Learning modules are the core modeling system of Monty. They are responsible for learning models from the incoming data (either from a sensor module or another learning module). Their input and output formats are features at a pose. Using the displacement between two consecutive poses, they can learn object models of features relative to each other and recognize objects that they already know, independent of where they are in the world. How exactly this happens is up to each learning module and we have several different implementations for this.

Generally, each learning module contains a buffer, which functions as a short term memory, and some form of long term memory that stores models of objects. Both can then be used to generate hypotheses about what is currently being sensed, update, and communicate these hypotheses. If certainty about a sensed object is reached, information from the buffer can be processed and integrated into the long term memory. Finally, each learning module can also receive and send target states, using a goal state generator, to guide the exploration of the environment.

Specific Implementations

The details of specific graph LM implementations, approaches, results, and problems are too much for this overview document. They are written out in a separate document here. Other approaches that we tried but discontinued can be found in our monty_lab repository.

List of all learning module classes	Description
LearningModule	Abstract learning module class.
GraphLM	Learning module that contains a graph memory class and a buffer class. It also has properties for logging the target and detected object and pose. It contains functions for calculating displacements, updating the graph memory and logging. Class is not used on its own but is super-class of DisplacementGraphLM, FeatureGraphLM, and EvidenceGraphLM.
DisplacementGraphLM	Learning module that uses the displacements stored in graph models to recognize objects.
FeatureGraphLM	Learning module that uses the locations stored in graph models to recognize objects.
EvidenceGraphLM	Learning module that uses the locations stored in graph models to recognize objects and keeps a continuous evidence count for all its hypotheses.

Since we currently focus on learning modules that use 3D object graphs, we will explain the workings of Monty on this example here in some more detail. Using explicit 3D graphs makes visualization more intuitive and makes the system more transparent and easier to debug. This does not mean that we think the brain stores explicit graphs! We are using graphs while we are nailing down the framework and the Cortical Messaging Protocol. This is just one possible embodiment of a learning module. How we represent graphs inside a learning module has no effect on the other components of Monty or the general principles of Monty. Explicit graphs are the most concrete type of model that uses reference frames and helped us think through a lot of problems related to that so far. In the future, we may move away from explicit graphs towards something more like HTM in combination with grid-cell like mechanisms but for now, they can help us understand the problems and possible solutions better.

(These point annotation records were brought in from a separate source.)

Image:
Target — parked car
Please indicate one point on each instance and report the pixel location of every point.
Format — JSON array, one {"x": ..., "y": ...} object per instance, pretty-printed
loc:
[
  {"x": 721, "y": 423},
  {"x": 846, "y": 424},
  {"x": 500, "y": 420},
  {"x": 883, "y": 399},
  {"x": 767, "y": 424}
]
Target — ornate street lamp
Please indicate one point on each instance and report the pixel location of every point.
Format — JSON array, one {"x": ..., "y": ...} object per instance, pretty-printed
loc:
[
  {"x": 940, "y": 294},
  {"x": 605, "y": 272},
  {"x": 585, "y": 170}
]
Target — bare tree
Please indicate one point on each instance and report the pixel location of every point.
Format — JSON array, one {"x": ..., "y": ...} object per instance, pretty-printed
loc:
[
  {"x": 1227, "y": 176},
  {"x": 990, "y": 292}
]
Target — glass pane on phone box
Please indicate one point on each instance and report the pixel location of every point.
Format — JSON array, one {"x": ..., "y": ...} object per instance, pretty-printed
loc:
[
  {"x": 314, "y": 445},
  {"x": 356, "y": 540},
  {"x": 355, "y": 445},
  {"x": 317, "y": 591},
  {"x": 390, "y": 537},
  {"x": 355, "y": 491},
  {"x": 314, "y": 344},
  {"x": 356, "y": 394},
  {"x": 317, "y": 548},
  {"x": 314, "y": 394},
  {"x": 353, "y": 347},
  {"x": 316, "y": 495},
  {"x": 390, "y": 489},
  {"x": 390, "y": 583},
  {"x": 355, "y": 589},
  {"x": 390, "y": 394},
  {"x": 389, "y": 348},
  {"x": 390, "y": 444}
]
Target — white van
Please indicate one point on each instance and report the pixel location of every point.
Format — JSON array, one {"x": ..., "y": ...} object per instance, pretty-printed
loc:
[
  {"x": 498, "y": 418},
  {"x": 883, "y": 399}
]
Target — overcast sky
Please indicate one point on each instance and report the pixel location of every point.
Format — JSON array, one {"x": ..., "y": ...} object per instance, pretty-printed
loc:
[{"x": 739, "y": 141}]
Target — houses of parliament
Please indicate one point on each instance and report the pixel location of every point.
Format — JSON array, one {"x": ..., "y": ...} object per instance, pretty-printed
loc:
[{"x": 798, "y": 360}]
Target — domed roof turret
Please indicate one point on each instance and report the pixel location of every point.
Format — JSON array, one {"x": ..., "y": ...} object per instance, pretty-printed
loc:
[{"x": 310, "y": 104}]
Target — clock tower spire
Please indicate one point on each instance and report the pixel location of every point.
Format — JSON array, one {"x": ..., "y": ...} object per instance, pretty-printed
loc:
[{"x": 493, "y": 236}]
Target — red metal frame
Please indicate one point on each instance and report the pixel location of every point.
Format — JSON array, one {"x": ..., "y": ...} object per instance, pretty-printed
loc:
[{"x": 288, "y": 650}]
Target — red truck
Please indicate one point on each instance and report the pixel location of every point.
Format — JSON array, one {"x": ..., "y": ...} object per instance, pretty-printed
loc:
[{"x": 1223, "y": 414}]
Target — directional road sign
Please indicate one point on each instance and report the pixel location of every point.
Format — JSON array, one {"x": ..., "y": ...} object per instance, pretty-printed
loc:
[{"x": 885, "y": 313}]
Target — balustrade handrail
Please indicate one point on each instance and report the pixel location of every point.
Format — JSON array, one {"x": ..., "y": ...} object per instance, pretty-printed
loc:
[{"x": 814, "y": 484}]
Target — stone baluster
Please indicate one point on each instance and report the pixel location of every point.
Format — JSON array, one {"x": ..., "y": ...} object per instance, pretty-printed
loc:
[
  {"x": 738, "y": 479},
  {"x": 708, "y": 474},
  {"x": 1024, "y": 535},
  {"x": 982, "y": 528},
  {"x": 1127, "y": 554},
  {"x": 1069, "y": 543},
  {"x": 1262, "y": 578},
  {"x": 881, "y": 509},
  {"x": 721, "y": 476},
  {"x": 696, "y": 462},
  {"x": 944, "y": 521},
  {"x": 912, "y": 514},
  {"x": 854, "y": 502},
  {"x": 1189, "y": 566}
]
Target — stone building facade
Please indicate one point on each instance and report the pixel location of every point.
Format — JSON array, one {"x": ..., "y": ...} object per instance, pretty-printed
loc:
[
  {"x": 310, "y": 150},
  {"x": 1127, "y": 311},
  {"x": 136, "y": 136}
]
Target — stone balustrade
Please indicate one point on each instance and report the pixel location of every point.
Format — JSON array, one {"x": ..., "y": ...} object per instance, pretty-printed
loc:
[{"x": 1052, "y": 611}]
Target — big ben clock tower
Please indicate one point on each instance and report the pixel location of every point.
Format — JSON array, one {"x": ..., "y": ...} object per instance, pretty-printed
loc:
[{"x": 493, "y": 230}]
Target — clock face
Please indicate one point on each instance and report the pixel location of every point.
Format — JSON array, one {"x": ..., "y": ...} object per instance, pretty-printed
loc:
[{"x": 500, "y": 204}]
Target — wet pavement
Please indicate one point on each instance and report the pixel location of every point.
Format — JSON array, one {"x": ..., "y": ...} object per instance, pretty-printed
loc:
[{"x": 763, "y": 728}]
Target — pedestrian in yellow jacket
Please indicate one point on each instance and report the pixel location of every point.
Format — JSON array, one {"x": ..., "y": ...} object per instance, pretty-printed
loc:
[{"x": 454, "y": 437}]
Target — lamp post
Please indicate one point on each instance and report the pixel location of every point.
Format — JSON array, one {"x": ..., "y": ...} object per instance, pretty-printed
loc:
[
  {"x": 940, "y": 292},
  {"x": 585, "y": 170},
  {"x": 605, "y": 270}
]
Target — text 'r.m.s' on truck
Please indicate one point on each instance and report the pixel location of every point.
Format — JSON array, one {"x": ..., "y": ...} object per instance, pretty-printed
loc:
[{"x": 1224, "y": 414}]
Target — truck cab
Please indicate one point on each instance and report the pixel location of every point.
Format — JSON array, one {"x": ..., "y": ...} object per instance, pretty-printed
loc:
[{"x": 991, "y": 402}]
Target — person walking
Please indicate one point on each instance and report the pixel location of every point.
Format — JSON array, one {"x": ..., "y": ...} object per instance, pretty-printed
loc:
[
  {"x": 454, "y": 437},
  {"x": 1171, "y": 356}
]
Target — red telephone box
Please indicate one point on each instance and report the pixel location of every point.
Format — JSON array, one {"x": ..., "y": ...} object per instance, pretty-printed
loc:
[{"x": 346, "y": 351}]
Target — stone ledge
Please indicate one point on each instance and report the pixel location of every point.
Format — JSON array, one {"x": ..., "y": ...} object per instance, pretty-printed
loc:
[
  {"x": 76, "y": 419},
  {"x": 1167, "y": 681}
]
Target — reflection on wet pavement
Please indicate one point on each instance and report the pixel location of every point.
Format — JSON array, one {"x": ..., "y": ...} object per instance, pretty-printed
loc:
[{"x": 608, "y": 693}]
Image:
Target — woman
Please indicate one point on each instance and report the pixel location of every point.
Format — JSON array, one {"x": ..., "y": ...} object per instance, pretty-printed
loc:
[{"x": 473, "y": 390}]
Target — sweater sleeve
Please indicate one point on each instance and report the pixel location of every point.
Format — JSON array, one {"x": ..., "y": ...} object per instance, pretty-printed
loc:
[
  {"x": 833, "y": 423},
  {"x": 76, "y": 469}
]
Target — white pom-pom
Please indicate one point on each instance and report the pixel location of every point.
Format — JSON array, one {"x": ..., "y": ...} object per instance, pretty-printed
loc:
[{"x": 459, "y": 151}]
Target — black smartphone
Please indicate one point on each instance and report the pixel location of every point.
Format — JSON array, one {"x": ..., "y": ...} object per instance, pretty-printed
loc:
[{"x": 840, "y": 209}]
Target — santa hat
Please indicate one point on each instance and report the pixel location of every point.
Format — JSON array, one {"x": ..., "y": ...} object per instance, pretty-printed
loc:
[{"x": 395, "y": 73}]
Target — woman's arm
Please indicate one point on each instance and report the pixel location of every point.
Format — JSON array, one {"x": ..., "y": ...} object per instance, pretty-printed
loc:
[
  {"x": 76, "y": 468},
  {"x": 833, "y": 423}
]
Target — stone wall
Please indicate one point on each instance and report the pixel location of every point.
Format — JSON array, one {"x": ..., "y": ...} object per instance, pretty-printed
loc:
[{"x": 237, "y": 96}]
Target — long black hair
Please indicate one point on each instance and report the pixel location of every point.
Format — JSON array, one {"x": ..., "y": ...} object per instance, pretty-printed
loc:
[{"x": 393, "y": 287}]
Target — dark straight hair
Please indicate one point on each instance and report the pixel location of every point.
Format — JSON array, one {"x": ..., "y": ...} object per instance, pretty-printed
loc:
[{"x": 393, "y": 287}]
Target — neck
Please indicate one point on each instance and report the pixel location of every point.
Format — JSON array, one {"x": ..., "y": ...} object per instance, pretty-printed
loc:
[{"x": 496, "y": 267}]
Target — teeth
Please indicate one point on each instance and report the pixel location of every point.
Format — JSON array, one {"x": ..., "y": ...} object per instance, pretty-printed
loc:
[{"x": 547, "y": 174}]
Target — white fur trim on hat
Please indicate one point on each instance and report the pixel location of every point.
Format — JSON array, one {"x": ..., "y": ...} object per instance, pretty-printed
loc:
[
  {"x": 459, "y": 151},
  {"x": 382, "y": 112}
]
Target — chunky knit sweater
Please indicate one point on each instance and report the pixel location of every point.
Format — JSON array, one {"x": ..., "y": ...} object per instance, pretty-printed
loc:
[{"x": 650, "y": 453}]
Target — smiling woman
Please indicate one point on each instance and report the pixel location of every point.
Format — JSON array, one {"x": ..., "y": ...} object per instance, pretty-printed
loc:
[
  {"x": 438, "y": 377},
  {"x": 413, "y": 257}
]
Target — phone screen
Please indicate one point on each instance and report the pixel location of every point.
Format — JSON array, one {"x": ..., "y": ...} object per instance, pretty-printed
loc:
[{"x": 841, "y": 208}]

The evidence-based LM is currently the default LM used for benchmarking the Monty system. We will therefore go into a bit more detail on this in Evidence Based Learning Module. The other approaches listed above are not under active development. DisplacementGraphLM and FeatureGraphLM are maintained but do not support hierarchy.

Comparison between 3 Graph Learning Modules

Graph learning modules and their relationships.

Components of graph learning modules and their relationships.

There are currently three flavors of graph matching implemented: Matching using displacements, matching using features at locations, and matching using features at locations but with continuous evidence values for each hypothesis instead of a binary decision. They all have strengths and weaknesses but are generally successive improvements. They were introduced sequentially as listed above and each iteration was designed to solve problems of the previous one. Currently, we are using the evidence-based approach for all of our benchmark experiments.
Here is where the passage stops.